Authorized By: 4729.26, 4729.54, 4729.55, 4729.515
Amplifies: 4729.26, 4729.54, 4729.55, 4729.515
Five Year Review Date: 4/1/2026
Rule 4729:5-3-20 | Pharmacy pilot or research projects.
 

(A) The purpose of this rule is to specify the process and procedures to be followed when a licensee petitions for approval of a pilot or research project for innovative system applications in the practice of pharmacy that are not currently permitted under agency 4729 of the Administrative Code. In reviewing projects, the board shall consider only projects that expand pharmaceutical care services that contribute to positive patient outcomes.

(B) A project shall not expand the definition of the practice of pharmacy as set forth in Chapter 4729. of the Revised Code and shall not apply to licensees regulated under Chapter 3796. of the Revised Code.
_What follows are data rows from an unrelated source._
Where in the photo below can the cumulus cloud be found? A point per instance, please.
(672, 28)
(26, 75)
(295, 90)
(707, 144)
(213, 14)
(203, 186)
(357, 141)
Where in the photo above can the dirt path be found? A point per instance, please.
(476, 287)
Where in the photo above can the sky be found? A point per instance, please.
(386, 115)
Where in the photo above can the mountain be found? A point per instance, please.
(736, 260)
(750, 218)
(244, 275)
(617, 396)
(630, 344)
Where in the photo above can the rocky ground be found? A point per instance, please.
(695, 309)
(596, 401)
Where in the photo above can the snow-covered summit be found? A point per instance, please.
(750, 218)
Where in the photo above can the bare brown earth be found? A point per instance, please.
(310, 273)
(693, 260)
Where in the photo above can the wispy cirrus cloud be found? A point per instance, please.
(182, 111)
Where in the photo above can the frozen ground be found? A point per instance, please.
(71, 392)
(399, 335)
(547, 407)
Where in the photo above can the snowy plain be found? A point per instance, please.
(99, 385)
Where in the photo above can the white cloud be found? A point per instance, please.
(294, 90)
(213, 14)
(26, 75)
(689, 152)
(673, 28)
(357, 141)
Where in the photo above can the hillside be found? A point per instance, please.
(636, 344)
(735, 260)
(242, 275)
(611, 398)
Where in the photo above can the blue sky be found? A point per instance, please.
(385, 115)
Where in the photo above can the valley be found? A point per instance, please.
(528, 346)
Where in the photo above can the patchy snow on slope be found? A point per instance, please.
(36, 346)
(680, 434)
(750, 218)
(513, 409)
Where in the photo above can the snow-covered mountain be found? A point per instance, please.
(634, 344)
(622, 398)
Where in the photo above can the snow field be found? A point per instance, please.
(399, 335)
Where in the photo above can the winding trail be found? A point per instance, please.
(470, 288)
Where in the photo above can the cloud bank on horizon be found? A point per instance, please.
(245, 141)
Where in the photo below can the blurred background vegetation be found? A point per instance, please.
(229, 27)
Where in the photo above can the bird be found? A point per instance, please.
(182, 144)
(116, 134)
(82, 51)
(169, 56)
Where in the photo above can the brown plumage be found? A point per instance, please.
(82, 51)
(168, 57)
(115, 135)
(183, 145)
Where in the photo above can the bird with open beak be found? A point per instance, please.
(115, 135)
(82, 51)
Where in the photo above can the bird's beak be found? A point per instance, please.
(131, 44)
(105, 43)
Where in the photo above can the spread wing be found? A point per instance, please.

(C) Approval of a project by the board may include the grant of a limited exception to or a waiver of rules adopted under Chapter 4729. of the Revised Code. Project approval, including limited exception to or waiver of board rules, shall initially be for a specified period of time not exceeding twenty-four months from commencement of the project.

(D) Following the completion of the project period, the board may do any of the following based upon a review of the final project report submitted in accordance with paragraph (I) of this rule and any other factors or information the board deems necessary:

(1) Refuse to extend or renew the project;

(2) Approve the extension or renewal of a project following consideration of a petition that clearly identifies the need for extension and must include a report similar to the final project report, which should describe and explain any proposed changes to the originally approved and implemented project, and that justifies the need for extending or renewing the term of the project; or

(3) Approve the project in perpetuity following a consideration of a petition that clearly identifies and justifies the need to continue the project indefinitely.

(E) A licensee who wishes the board to consider approval of a project shall submit to the board a petition for approval that contains at least the following information:

(1) Responsible pharmacist. Name, address, telephone number, and pharmacist license number of each pharmacist responsible for overseeing the project.

(2) Location of project. Name, address, and telephone number of each specific location and, if a location is a pharmacy, the pharmacy's terminal distributor of dangerous drugs license number where the proposed project will be conducted.

(3) Project summary. A detailed summary of the proposed project that includes at least the following information:

(a) The goals, hypothesis, and objectives of the proposed project.

(b) A full explanation of the project and how it will be conducted.

(c) The time frame for the project including the proposed start date and length of the project. The time frame may not exceed eighteen months from the proposed start date of the project.

(d) Background information or literature review to support the proposed project.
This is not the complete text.